A word of caution, however. Creating and evolving these alliances requires work.

We need collectively to invest in cyber capabilities – offence and defence, whether that be cyber security, governance or the ability to project cyber power. Many of us will bring all of these capabilities to the table, others only some, but each of our commitments must be real and meaningful.

This has to be an era of new alliances and not just those between traditional partners because the Internet is not governed by states alone.

We must be bold, put aside historic differences (where we can) and bring together the best people from academia, governments, civil society, industry and even standard bodies, to think through these challenges.

In short, we all need to engage differently to make the most of this, starting with the 5G challenge we’ve already covered.

We must find ways to encourage that type of openness and collaboration that we know works between people and nations.

Finally, alliances require us to act – decisively if need be. Processes and debates should not become an excuse for prevarication and delay. Instead, we should show collectively the courage of our convictions in cyber space as we would elsewhere, using our combined cyber capabilities to frustrate and defeat our adversaries.

There may sometimes be tension, as in any partnership. But I recall the words of Sir Winston Churchill: “There is at least one thing worse than fighting with allies – And that is fighting without them.”

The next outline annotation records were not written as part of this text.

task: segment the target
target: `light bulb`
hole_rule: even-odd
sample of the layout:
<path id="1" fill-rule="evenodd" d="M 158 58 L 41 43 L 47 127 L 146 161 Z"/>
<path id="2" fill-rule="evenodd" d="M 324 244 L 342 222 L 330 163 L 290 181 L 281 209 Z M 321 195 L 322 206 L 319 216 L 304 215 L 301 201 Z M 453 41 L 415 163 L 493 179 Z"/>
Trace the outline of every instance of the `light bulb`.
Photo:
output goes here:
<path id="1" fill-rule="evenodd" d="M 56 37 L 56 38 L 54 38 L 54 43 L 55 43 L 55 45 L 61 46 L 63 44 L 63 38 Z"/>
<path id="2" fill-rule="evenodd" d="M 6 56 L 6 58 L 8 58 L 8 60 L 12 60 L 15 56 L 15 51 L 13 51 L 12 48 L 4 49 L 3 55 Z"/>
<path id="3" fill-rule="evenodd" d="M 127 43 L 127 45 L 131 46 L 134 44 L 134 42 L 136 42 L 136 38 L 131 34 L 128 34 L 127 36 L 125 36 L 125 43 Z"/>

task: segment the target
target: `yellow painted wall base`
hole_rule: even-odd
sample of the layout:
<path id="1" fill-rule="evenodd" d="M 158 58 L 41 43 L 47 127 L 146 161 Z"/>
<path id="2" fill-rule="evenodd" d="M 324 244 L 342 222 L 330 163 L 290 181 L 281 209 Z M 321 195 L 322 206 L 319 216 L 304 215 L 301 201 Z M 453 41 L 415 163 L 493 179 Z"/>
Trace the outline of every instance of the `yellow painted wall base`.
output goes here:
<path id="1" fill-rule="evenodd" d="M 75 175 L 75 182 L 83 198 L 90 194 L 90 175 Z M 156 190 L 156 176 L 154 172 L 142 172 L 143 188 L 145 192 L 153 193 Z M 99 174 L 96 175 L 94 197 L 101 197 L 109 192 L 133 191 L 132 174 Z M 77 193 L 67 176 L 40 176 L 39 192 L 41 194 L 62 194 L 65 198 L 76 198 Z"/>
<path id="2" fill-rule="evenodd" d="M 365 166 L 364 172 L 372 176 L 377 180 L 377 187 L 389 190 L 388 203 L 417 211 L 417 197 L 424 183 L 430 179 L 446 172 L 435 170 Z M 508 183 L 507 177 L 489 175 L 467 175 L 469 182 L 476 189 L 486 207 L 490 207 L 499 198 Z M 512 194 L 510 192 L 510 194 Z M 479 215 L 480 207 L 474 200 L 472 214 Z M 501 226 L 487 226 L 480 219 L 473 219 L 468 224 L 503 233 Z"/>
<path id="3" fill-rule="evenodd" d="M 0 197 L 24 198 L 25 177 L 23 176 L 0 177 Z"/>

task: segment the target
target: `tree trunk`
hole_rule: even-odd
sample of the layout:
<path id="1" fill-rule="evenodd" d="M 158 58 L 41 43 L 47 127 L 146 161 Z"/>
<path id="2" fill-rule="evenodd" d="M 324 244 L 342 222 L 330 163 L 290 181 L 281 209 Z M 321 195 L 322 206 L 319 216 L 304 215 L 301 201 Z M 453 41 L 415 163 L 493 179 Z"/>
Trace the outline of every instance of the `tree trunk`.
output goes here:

So, Cyber Power is about defending our digital homeland, having the right capabilities to actively promote and protect our interests if we need to.

It’s about having strong alliances. Growing connections. Boosting collaboration. Finding ways to encourage openness and collaboration between people and nations. It’s about creating new rules of engagement for our digital future. So we can share ideas and work together for stability and prosperity.

Cyber Power is also about having the right technical expertise to use cyber power well and having the right legal and ethical base to use it wisely.

It’s about embracing the unexpected and seeing into the future.

I believe the UK is a Cyber Power with the potential to provide leadership in this debate.

GCHQ is at the heart of that. I am confident we can succeed because with the right mix of minds, anything is possible.